Is it okay to wake your partner up with sex?

Is it okay to wake your partner up with sex?
Source: Womenshealth
Date: 30-10-2017 Time: 04:10:28:pm

For obvious reasons, we’re talking a lot about consent at the moment.  And given that it’s a big topic, it seemed like a sensible time to raise a question that I’ve been wondering about for a while. Sleep sex.

I’ve written before about how I don’t think that people who commit sex crimes are always inherently evil – that they’re sometimes fundamentally decent people who’ve been under-educated about what consent means, and who become victims of that lack of information when they hurt another person. Could sleep sex be a part of this?

Is there a possibility that inside a relationship we get so enured to the concept of having another person’s consent that we take it for granted? And does that mean that we shouldn’t be waking our partners up with oral sex? The early morning blow job, or waking your partner up by turning them on, is (when executed properly) a classic move. It’s like the best alarm clock ever.

It puts a spring in your step for the rest of the day and leaves you feeling sad for the rest of the losers on the bus who haven’t already had sex this morning. But, you can’t ask a sleeping person for consent.

Often in a relationship we rely on implied consent (responding to the other person’s advances, taking their vocal enjoyment as consent) rather than affirmative consent (saying ‘yes, I want to do this’). But a sleeping person isn’t initially ready to give either type. So, should you avoid it entirely?

Sexpert Annabelle Knight told that while morning sex is great, waking someone up with sex isn’t always the best plan. ‘Waking your partner up with sex can do wonders for your relationship. ‘

Post climactic chemicals such as Oxytocin and Serotonin help to combat stress, make you feel happy and improve your general health by reducing the risk of headaches and illness. ‘It also bonds a couple – couples who engage in morning sexual activity are less likely to stray as they feel their sexual needs have already been met and are therefore less prone to fantasies of other people or acting on them.

Of course there’s always the issue of surprise sex being unwanted. ‘My advice here is to wait until they’re at least half awake before you try anything. Most people need the toilet first thing and trying to concentrate on having a good time sexually when you’re dying for a wee won’t make for satisfying sex.

‘Successful morning sex comes (pardon the pun) from both partners feeling well rested and fresh, which may mean a quick swig of mouthwash and a toilet trip before you get down to it. The more comfortable you are the more you can concentrate of the experience itself and not external factors.

‘Couples who have been together for a long time can slip into a rut when it comes to checking that the advances are wanted. Even if you’ve been together ten years you still need to make sure sex is consensual. ‘Consent is a huge part of a happy and healthy sex life, being able to talk to your partner openly and honestly is hugely important and not just if it’s a threesome or anal sex that’s on the table.

Long-term couples are less likely to view their partner not wanting sex as rejection, so don’t be afraid to say no to them.’ So, if waking someone up with sex isn’t important to both of you, skipping it in favour of a quick pre-sex chat and wee is a good plan. That said, if you and your partner are both actively aroused by and committed to the idea of being woken up with sex, there are ways to mitigate the potential issues.
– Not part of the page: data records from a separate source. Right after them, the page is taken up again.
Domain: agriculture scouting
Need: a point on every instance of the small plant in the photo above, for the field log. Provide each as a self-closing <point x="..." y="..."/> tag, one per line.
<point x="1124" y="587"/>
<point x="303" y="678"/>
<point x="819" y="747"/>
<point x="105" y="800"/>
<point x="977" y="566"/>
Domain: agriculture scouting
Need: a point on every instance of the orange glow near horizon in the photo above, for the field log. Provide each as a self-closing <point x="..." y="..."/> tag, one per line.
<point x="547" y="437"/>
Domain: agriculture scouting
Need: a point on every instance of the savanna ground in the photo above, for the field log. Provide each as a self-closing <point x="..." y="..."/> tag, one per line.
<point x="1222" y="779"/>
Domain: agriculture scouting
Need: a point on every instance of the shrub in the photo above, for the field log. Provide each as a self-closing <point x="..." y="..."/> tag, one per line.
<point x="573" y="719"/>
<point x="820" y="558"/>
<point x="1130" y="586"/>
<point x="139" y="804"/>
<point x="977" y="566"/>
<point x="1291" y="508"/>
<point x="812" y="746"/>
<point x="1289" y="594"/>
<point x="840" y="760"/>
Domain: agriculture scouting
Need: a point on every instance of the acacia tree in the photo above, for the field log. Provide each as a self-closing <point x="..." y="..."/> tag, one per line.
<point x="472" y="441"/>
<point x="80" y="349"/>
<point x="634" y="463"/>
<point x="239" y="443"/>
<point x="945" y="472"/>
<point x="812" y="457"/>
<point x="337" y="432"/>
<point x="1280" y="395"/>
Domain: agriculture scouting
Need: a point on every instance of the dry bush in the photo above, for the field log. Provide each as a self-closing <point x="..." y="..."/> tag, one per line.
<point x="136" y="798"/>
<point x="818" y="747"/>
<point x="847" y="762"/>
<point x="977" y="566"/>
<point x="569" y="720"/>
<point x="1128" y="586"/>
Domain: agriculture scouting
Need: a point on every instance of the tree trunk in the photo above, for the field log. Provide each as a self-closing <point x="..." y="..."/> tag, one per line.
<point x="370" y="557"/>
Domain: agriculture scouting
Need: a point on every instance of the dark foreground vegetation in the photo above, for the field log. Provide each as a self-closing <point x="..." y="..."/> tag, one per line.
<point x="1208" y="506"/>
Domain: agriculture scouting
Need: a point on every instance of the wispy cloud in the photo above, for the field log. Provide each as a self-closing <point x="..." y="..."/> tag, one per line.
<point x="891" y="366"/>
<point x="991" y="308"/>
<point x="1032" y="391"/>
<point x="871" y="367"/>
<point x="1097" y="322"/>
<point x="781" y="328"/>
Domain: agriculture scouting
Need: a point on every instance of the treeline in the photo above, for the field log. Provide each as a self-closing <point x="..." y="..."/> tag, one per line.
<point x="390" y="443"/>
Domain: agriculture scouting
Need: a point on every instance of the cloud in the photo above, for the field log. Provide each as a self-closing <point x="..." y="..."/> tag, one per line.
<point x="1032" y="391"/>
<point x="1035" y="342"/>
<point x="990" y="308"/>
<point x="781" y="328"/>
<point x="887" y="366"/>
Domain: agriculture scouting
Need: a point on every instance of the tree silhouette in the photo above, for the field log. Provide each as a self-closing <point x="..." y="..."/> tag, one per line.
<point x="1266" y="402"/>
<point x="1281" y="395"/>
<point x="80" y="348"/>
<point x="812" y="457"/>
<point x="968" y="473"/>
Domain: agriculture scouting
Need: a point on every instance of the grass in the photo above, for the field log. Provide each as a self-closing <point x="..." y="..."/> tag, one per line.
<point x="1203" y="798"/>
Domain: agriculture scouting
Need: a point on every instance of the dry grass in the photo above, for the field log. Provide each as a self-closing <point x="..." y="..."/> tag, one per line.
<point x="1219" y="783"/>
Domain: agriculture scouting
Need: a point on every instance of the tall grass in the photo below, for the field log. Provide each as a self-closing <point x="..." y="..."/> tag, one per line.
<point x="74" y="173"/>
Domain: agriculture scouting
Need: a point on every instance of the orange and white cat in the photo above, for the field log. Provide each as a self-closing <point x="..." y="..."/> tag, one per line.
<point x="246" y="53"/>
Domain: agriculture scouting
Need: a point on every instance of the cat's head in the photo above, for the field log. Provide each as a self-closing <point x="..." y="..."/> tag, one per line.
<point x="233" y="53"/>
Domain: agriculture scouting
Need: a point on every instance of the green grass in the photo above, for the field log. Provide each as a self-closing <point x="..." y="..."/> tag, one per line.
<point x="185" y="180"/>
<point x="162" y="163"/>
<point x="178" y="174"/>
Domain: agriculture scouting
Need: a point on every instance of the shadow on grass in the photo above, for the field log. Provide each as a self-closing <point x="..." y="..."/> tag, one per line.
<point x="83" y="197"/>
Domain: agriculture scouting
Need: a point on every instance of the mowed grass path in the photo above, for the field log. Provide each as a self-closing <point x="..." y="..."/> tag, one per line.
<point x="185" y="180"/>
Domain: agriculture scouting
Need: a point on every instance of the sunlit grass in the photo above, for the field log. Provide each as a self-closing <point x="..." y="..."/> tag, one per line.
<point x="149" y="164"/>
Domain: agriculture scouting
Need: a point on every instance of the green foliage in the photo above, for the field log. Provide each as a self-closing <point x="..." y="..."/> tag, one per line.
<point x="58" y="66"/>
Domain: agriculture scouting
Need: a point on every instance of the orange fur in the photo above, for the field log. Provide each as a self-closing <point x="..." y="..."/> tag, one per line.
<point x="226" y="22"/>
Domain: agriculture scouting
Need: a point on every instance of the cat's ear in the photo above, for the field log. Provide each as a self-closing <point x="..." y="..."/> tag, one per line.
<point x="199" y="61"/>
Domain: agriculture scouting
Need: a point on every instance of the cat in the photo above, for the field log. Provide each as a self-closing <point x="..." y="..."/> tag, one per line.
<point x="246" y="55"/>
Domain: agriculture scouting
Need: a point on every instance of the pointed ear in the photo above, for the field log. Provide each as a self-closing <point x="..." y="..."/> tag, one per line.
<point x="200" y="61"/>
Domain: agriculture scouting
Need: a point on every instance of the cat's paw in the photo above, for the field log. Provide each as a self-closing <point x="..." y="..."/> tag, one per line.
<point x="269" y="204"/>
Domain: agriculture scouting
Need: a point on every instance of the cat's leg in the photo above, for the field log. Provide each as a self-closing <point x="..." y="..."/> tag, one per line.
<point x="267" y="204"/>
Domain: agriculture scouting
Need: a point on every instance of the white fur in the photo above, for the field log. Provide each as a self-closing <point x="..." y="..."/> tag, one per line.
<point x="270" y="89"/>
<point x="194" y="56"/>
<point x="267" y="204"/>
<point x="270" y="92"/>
As with so many things, the issue here really is about communication. Talk to your partner about consent, about whether being woken up with oral sex is something that they really want – in reality not just in fantasy. Lots of the things that turn us on in our heads are a bit uncomfortable in real life, especially if (like Annabelle says, you need a wee!)

Similarly, read the mood of the day. If you had a fight before you went to sleep, initiating make-up sex is not a good plan, in case it upsets the other person, but if you had a conversation the night before about how you want to squeeze in a quickie before work, you’re on more solid ground. If you do attempt to make morning sex happen and the object of your affection isn’t initially responsive, back off.

Don’t get upset with them or imply that they’re being unreasonable, and give them the space they need to decide whether or not they want to have sex with you at that moment. Giving oral sex is often portrayed at some kind of gift, so having it rejected can feel hurtful. Try to remember that even if the activity is designed to give the other person pleasure, that still doesn’t mean it’s ungrateful or wrong for them not to want it.